I am developing a program in Python that accesses a MySQL database using MySQLdb. In certain situations, I have to run an INSERT or REPLACE command on many rows. I am currently doing it like this:
db.execute("REPLACE INTO " + table + " (" + ",".join(cols) + ") VALUES" +
",".join(["(" + ",".join(["%s"] * len(cols)) + ")"] * len(data)),
[row[col] for row in data for col in cols])
It works fine, but it is kind of awkward. I was wondering if I could make it easier to read, and I found out about the executemany command. I changed my code to look like this:
db.executemany("REPLACE INTO " + table + " (" + ",".join(cols) + ") " +
"VALUES(" + ",".join(["%s"] * len(cols)) + ")",
[tuple(row[col] for col in cols) for row in data])
It still worked, but it ran a lot slower.
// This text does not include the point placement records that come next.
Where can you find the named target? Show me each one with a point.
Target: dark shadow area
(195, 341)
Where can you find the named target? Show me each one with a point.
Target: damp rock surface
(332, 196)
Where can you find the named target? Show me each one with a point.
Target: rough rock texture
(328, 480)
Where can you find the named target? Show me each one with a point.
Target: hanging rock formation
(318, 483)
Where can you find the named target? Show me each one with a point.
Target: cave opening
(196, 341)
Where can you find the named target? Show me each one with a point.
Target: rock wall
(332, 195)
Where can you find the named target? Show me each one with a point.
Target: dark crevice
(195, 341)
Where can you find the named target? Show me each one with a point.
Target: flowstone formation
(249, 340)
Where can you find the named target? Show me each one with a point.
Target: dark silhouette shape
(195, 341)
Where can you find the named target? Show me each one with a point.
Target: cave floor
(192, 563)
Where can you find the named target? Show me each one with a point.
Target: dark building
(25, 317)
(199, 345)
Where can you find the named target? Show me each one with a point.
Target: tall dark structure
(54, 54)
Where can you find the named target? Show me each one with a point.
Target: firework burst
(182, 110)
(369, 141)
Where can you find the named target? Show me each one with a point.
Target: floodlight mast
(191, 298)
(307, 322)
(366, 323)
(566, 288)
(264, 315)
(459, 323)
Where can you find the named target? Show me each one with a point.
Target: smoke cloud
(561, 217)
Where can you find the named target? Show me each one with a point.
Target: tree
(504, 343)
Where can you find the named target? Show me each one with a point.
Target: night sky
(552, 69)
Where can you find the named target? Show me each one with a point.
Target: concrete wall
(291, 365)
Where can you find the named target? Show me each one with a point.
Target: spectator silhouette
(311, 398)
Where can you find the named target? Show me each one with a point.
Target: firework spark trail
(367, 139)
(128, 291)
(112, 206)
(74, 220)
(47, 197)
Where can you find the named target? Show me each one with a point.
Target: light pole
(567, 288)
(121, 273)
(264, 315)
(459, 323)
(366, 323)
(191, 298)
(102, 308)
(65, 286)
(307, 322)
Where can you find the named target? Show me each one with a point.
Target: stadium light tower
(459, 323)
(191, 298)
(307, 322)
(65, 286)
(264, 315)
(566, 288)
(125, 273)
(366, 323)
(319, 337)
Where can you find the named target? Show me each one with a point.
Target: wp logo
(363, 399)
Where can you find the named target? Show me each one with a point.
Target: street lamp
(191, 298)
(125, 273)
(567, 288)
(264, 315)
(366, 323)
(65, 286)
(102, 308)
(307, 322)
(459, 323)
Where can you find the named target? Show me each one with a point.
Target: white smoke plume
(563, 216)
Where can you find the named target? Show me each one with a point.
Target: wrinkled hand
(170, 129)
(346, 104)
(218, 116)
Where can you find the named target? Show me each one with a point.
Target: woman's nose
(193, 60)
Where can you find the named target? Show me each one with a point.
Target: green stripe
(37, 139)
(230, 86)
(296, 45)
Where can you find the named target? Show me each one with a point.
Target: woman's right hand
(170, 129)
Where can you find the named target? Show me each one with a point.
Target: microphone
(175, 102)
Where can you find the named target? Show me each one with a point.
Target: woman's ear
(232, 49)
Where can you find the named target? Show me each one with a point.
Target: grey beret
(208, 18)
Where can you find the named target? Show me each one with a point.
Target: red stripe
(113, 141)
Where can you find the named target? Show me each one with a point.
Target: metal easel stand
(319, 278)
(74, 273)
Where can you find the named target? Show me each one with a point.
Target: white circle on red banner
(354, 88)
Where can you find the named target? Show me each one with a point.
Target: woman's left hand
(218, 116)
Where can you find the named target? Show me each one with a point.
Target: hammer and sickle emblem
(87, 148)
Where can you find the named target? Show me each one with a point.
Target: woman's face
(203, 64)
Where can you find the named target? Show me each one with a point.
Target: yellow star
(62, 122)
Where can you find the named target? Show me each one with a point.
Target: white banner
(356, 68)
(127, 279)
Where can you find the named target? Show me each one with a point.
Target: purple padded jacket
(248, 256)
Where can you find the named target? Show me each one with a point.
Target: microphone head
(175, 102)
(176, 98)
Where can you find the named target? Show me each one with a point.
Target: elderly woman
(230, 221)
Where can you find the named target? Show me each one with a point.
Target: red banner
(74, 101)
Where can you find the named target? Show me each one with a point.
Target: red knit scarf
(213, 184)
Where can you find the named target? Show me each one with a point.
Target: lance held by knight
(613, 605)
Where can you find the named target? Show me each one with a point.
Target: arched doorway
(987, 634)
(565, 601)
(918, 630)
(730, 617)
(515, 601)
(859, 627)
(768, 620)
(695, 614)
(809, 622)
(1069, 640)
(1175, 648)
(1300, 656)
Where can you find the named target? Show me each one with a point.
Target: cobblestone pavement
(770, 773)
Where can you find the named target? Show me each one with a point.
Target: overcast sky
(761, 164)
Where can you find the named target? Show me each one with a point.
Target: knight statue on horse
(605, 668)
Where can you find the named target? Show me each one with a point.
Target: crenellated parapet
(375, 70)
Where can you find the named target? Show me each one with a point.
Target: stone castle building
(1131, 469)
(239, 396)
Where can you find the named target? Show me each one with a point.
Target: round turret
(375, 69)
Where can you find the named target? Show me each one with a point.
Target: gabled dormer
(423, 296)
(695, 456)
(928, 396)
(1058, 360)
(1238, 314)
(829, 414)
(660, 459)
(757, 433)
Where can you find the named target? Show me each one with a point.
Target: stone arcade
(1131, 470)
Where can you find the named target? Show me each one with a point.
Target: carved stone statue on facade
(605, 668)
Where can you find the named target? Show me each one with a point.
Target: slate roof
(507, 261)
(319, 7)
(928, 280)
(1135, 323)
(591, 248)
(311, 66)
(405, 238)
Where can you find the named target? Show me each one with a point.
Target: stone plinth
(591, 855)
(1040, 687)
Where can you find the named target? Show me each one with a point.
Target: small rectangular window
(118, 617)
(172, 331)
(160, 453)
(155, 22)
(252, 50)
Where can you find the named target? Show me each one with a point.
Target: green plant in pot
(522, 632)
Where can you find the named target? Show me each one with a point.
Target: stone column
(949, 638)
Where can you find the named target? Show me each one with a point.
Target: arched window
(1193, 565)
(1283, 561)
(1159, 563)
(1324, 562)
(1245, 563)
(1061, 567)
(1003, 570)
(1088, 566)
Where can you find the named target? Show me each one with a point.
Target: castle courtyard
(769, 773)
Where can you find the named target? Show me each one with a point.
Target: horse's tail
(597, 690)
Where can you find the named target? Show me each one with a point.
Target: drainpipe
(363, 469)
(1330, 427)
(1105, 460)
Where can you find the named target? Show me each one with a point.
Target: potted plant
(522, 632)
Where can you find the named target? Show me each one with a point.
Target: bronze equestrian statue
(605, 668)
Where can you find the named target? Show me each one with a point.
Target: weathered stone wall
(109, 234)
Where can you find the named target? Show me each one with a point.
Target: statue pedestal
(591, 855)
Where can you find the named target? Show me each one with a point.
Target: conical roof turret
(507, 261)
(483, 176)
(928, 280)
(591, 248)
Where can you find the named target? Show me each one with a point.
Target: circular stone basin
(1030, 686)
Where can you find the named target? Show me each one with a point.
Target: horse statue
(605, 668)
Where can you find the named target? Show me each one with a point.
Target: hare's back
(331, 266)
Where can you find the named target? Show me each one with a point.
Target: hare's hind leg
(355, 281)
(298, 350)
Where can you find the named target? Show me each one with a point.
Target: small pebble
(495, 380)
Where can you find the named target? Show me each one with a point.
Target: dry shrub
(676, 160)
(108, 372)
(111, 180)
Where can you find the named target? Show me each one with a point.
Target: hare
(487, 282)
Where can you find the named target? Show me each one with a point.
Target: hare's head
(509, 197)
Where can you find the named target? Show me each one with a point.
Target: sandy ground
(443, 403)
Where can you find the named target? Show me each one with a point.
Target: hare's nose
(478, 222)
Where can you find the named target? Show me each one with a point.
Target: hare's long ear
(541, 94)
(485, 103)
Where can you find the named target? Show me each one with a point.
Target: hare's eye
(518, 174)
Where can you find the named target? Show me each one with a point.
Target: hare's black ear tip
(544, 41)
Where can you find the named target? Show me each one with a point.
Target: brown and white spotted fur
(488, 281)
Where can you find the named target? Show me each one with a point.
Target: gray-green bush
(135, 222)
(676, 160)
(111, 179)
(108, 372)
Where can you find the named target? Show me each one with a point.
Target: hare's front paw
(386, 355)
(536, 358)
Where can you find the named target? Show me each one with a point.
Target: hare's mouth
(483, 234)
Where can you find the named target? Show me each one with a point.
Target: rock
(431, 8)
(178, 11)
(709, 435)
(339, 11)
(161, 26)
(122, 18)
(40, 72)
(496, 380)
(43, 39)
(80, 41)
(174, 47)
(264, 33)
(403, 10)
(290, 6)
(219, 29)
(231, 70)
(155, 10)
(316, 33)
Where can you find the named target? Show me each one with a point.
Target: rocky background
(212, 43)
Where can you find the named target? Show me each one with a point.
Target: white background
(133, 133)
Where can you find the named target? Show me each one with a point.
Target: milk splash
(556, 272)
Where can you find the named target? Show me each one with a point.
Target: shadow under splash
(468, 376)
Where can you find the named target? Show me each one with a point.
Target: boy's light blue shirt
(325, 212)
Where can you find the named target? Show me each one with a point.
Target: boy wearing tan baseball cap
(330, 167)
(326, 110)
In my tests, for relatively small data sets (about 100-200 rows), it ran about 6 times slower. For big data sets (about 13,000 rows, the biggest I am expecting to handle), it ran about 50 times slower. Why is it doing this?
I would really like to simplify my code, but I don't want the big drop in performance. Does anyone know of any way to make it faster?
I am using Python 2.7 and MySQLdb 1.2.3. I tried tinkering with the setinputsizes function, but that didn't seem to do anything. I looked at the MySQLdb source code and it looks like it shouldn't do anything.